While I’m spending some time with the new baby, I’m sharing some of my older recipes that I developed for different companies over the years.
This recipe was developed for Pillsbury.com
Cinnamon Pecan Pinwheels
- 1 packages (12 oz) Pillsbury refrigerated Big & Buttery crescent dinner rolls
- 1/4 cup melted butter
- 1/2 cup packed brown sugar
- 2 teaspoons cinnamon
- 1/2 chopped pecans
Preheat oven to 350°. Spray a cookie sheet with non-stick cooking spray or line it with parchment paper.

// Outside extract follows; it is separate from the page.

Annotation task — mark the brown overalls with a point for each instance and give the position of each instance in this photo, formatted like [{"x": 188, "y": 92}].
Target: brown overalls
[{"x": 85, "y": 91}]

Unroll crescent roll dough onto work surface. Press edges together so that the perforated parts of the dough stick together. You will have two sections of dough. Brush both dough pieces with butter, leaving approximately 1/2 inch on one of the long edges of the dough that does not hove butter. Make sure this edge stays clean so the dough will seal.
Sprinkle dough with brown sugar, cinnamon and chopped pecans over the melted butter. Roll the dough tightly and seal the edge. Using a serrated knife, slice each dough pinwheel into 16 equal slices. Place slices on cookie sheet 2 – 3 inches apart.
Bake at 350° for 12 – 17 minutes, or until golden brown. Serve warm.